The interaction between effortful control and parental psychological control predicted the intercept of internalizing symptoms only among European Americans. At lower levels of parental psychological control, adolescents with lower effortful control reported notably more internalizing symptoms (one year later) than adolescents with higher effortful control. However, at higher levels of parental psychological control, youth with higher effortful control and youth with lower effortful control did not significantly vary from one another in their reported levels of internalizing symptoms one year later. This finding suggests that the effects of psychological control are notably detrimental to youth’s psychological adjustment in that they can “overwhelm” even the protective effects offered by high levels of effortful control. Our findings in this regard were specific to European Americans, which adds new evidence on cultural differences in the interaction between parenting and temperament during adolescence, further demonstrating the importance of future cross-national investigations of predictors of internalizing symptoms.

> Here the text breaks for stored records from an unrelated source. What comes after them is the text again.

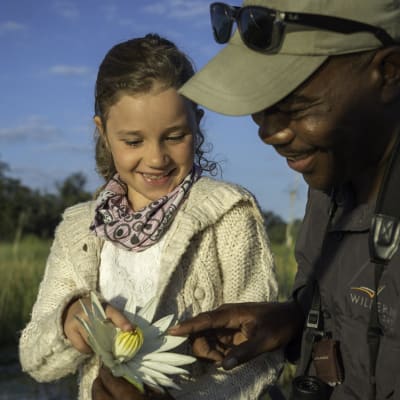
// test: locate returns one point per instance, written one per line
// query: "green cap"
(241, 81)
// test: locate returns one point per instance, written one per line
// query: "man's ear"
(389, 64)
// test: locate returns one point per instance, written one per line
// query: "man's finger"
(217, 319)
(99, 392)
(242, 353)
(119, 388)
(201, 348)
(118, 319)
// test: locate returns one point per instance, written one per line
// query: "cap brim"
(240, 81)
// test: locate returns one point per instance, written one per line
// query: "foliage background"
(28, 220)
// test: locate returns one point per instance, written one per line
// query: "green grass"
(21, 270)
(22, 267)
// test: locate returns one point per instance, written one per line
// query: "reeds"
(21, 271)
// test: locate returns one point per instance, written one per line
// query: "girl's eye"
(176, 138)
(133, 143)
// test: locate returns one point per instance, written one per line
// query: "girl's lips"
(156, 180)
(301, 163)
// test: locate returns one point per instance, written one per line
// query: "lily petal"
(170, 358)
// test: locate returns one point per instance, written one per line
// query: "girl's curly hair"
(133, 67)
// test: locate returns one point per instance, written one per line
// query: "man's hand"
(108, 387)
(235, 333)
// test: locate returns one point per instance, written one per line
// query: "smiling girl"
(157, 228)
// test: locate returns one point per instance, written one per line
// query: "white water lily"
(140, 356)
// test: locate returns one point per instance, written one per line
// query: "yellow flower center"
(127, 344)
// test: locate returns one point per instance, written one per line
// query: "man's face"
(329, 129)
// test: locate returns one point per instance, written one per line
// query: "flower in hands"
(140, 356)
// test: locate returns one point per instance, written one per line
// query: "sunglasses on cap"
(262, 29)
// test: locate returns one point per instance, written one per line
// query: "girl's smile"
(151, 138)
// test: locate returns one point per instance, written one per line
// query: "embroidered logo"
(362, 298)
(368, 291)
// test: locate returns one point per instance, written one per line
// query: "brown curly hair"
(133, 67)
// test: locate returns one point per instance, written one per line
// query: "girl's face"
(151, 138)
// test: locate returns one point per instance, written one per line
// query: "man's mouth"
(301, 162)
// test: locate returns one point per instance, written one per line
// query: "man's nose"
(274, 127)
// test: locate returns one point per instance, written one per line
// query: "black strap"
(313, 328)
(311, 332)
(384, 240)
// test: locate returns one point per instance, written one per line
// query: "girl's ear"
(99, 124)
(389, 64)
(199, 115)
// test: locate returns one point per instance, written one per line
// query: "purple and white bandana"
(137, 230)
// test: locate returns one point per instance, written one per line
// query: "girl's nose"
(156, 156)
(274, 127)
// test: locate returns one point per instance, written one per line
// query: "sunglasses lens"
(256, 25)
(221, 22)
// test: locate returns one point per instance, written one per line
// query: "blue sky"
(50, 51)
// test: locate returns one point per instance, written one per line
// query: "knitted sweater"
(216, 251)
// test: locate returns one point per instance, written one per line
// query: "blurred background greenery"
(28, 219)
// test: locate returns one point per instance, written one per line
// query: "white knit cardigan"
(216, 251)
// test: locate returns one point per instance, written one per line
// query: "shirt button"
(338, 236)
(199, 294)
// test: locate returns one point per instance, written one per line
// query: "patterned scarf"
(137, 230)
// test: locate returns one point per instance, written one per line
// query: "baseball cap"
(241, 81)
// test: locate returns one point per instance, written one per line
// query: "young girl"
(157, 228)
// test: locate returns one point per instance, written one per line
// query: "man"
(325, 92)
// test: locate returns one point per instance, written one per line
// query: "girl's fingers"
(118, 319)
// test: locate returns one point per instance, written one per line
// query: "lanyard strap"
(384, 240)
(314, 326)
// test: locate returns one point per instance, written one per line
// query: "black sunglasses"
(262, 29)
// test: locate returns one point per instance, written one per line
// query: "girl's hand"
(75, 332)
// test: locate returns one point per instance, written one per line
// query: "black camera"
(307, 387)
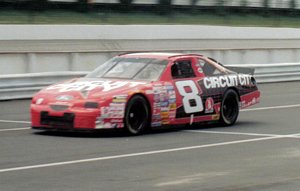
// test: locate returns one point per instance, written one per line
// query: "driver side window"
(182, 69)
(208, 69)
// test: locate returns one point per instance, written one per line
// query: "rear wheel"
(136, 115)
(229, 108)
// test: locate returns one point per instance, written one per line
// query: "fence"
(47, 54)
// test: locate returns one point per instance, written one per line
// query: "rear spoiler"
(237, 69)
(242, 70)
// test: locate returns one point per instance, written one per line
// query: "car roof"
(157, 55)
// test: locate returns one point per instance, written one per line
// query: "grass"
(100, 18)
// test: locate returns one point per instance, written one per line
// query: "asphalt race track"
(261, 152)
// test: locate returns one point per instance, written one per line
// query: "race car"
(136, 91)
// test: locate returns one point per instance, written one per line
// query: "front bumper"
(43, 117)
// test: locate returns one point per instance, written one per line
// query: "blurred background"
(275, 13)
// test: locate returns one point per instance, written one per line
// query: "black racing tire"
(136, 115)
(229, 110)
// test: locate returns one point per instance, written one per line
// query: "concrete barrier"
(28, 51)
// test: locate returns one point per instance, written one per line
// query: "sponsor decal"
(156, 124)
(215, 117)
(165, 121)
(120, 99)
(39, 101)
(226, 81)
(209, 105)
(90, 85)
(64, 98)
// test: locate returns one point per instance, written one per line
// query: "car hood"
(90, 88)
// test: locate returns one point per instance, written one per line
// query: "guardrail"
(20, 86)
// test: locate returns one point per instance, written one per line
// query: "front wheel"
(136, 115)
(229, 108)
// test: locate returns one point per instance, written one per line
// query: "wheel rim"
(136, 116)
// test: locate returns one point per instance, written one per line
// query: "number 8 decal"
(189, 96)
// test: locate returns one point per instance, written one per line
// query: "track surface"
(261, 152)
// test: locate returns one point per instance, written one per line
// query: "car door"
(185, 76)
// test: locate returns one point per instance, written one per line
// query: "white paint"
(15, 129)
(241, 133)
(12, 121)
(134, 154)
(272, 107)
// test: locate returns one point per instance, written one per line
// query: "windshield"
(130, 68)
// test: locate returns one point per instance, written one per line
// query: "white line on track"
(11, 121)
(15, 129)
(272, 107)
(241, 133)
(135, 154)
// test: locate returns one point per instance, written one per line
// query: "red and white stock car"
(140, 90)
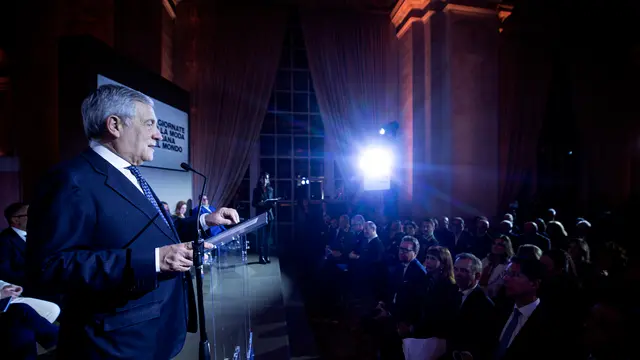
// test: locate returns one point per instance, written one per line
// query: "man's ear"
(114, 126)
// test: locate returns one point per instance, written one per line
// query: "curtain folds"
(525, 80)
(353, 59)
(230, 86)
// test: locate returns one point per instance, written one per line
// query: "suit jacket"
(92, 236)
(408, 290)
(475, 326)
(539, 338)
(214, 230)
(12, 257)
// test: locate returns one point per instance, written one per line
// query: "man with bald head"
(531, 236)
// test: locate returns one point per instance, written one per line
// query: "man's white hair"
(110, 100)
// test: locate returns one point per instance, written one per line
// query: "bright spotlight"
(376, 162)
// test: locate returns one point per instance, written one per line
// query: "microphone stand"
(198, 254)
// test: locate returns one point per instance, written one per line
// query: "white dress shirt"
(122, 165)
(21, 233)
(525, 314)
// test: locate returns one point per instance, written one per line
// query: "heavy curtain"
(525, 80)
(353, 59)
(228, 58)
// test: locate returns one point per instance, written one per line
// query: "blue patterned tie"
(147, 191)
(508, 334)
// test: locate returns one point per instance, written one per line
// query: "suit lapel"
(18, 243)
(123, 187)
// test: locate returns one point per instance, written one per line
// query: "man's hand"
(222, 216)
(10, 290)
(178, 257)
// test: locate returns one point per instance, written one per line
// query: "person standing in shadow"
(264, 202)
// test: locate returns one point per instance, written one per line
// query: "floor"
(254, 297)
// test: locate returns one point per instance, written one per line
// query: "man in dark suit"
(528, 331)
(207, 209)
(13, 244)
(98, 236)
(475, 325)
(403, 303)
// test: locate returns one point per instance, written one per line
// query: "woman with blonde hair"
(427, 339)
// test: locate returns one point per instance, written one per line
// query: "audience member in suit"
(366, 262)
(21, 329)
(506, 229)
(482, 240)
(407, 291)
(344, 242)
(13, 244)
(98, 236)
(531, 236)
(494, 265)
(475, 324)
(441, 304)
(461, 241)
(427, 238)
(262, 193)
(357, 228)
(443, 232)
(207, 209)
(528, 331)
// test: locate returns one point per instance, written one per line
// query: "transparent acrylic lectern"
(228, 301)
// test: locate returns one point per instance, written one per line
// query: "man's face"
(135, 143)
(457, 226)
(406, 252)
(357, 226)
(465, 278)
(19, 219)
(368, 231)
(428, 227)
(516, 283)
(444, 222)
(483, 227)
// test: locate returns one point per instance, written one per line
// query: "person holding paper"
(98, 236)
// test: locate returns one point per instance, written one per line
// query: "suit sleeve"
(60, 255)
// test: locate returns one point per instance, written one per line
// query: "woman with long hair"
(494, 265)
(262, 193)
(443, 300)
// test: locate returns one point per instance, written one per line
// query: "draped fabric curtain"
(353, 59)
(229, 65)
(525, 80)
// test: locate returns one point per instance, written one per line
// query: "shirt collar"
(21, 233)
(466, 293)
(109, 156)
(527, 310)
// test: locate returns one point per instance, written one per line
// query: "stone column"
(449, 97)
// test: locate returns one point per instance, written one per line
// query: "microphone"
(198, 251)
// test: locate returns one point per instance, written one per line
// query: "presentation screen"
(174, 127)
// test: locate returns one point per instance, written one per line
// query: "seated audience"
(474, 326)
(13, 244)
(494, 265)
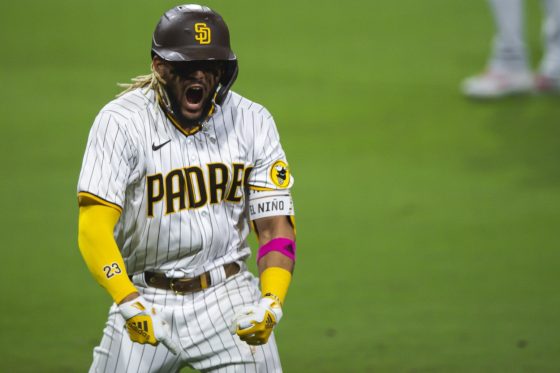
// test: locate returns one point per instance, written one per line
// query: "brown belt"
(186, 285)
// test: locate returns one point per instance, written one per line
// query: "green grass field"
(427, 223)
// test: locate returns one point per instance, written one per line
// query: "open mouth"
(194, 95)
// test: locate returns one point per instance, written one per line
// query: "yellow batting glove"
(253, 324)
(145, 326)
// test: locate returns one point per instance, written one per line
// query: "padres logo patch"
(280, 174)
(203, 34)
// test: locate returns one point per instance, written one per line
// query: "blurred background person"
(509, 69)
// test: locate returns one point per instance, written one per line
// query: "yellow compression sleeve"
(100, 251)
(276, 280)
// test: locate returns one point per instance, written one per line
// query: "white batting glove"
(253, 324)
(145, 326)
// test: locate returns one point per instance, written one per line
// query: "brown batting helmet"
(196, 33)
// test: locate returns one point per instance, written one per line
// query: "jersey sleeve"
(108, 162)
(271, 170)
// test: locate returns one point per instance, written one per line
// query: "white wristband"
(263, 204)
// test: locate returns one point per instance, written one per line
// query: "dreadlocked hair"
(151, 81)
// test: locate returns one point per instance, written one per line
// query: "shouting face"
(190, 87)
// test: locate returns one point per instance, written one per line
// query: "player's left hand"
(253, 324)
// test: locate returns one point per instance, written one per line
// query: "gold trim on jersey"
(86, 198)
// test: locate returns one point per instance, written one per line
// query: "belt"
(186, 285)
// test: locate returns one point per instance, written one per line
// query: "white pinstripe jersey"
(182, 196)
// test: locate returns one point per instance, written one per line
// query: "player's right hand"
(145, 326)
(253, 324)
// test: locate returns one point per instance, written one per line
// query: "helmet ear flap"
(230, 74)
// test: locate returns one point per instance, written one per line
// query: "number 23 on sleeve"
(112, 270)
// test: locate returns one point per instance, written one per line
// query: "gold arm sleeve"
(100, 251)
(275, 281)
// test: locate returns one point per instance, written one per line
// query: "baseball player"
(508, 70)
(176, 171)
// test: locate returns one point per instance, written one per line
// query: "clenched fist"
(253, 324)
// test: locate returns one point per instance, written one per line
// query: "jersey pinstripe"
(183, 198)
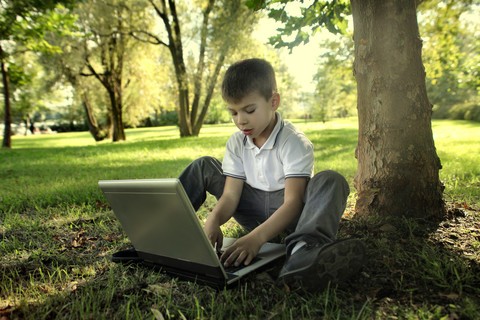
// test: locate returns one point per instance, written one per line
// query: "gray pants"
(324, 202)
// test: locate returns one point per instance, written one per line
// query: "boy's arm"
(247, 247)
(223, 210)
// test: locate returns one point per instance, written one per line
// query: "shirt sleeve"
(297, 156)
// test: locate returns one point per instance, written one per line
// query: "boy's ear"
(275, 100)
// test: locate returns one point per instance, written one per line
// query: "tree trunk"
(7, 133)
(93, 126)
(398, 168)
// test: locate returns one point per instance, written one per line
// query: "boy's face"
(255, 116)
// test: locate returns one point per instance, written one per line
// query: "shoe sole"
(335, 263)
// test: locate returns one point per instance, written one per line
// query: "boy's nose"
(241, 119)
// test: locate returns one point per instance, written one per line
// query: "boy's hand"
(214, 233)
(242, 251)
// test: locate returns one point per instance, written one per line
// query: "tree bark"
(93, 126)
(7, 133)
(398, 168)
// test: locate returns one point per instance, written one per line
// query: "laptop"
(158, 218)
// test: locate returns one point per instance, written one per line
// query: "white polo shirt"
(286, 153)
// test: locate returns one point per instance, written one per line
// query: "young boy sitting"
(266, 183)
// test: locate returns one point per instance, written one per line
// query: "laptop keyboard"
(232, 268)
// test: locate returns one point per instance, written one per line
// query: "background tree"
(450, 32)
(22, 27)
(397, 161)
(335, 93)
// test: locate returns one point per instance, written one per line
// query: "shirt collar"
(272, 139)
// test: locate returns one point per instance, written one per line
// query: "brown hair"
(247, 76)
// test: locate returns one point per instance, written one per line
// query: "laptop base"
(130, 256)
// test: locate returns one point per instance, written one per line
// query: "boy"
(266, 183)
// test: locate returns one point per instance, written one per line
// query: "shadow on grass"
(420, 266)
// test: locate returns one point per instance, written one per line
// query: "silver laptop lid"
(156, 215)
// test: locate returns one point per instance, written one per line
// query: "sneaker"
(313, 267)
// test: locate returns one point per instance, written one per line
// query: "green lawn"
(58, 233)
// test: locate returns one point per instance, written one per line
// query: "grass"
(58, 234)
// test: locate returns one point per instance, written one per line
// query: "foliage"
(318, 14)
(450, 53)
(58, 234)
(336, 92)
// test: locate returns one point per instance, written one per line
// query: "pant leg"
(206, 175)
(325, 202)
(203, 175)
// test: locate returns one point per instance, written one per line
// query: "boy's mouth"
(247, 132)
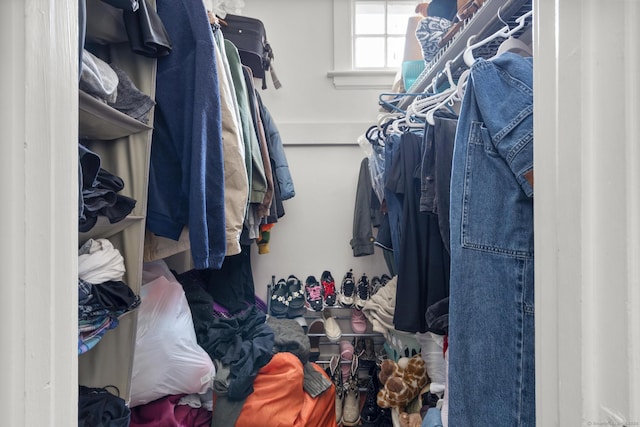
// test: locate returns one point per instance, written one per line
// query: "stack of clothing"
(102, 296)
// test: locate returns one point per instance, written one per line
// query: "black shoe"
(362, 292)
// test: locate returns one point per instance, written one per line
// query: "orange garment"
(278, 399)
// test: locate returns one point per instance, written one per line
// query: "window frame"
(344, 75)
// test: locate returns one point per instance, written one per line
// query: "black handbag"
(147, 34)
(250, 38)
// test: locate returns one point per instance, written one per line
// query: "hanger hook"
(506, 24)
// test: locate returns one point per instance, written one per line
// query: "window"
(379, 31)
(369, 41)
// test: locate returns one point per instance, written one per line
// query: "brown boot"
(351, 407)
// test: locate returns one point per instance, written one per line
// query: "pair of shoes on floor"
(347, 296)
(327, 326)
(371, 414)
(328, 288)
(287, 298)
(358, 321)
(314, 294)
(349, 411)
(362, 292)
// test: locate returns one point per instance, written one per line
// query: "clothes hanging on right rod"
(489, 18)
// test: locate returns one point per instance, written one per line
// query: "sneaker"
(329, 288)
(297, 297)
(347, 292)
(358, 321)
(362, 292)
(335, 374)
(376, 284)
(351, 405)
(314, 294)
(331, 327)
(279, 299)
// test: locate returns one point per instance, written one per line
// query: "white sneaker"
(331, 328)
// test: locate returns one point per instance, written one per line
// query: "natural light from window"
(379, 31)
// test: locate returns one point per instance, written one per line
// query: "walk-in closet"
(320, 213)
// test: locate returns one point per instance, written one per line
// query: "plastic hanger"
(504, 32)
(514, 45)
(420, 106)
(449, 101)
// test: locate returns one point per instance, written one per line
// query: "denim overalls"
(491, 329)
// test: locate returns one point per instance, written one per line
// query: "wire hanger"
(504, 32)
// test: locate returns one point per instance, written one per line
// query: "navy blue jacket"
(186, 182)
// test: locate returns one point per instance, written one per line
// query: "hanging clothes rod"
(486, 21)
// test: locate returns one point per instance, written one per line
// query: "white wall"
(319, 126)
(38, 219)
(587, 213)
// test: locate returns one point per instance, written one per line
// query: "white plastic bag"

This study is one of few examining the development of internalizing symptoms during adolescence while examining potential cultural differences. To our knowledge, it is the only longitudinal study considering the unique and interactive effects of temperament and parenting predicting internalizing symptoms during adolescence. Nonetheless, this study had limitations. We did not investigate other parenting variables, such as parental warmth, acceptance/rejection, and punitive parenting, known to influence adolescents’ internalizing symptoms. We also did not investigate the measurement invariance of the scales across the six cultural groups. However, as previously reported, several studies suggest invariance of the measures among the cultural groups used in the present study. Furthermore, we cannot exclude more complex developmental trajectories of internalizing symptoms requiring more than three data points. The relatively small sample sizes within the six cultural groups are another limitation of this study. However, in accordance with previous studies (e.g., [30]) establishing a minimum desirable sample size (i.e., subjects-to-variables (STV) ratio of 3:1), the within-group sample sizes of this study are within the range of acceptable minimum sample sizes (smallest STV ratio of 4.75:1). Lastly, our data were correlational, prohibiting causal conclusions. Nonetheless, the main effects of our predictors remained invariant across cultures providing evidence on the generalizability of our findings across Colombia, Italy, and the US, and highlighting the importance of research and prevention targeting adolescents’ self-regulation and negative emotionality, as well as parenting behaviors, to fully comprehend internalizing symptoms around the world.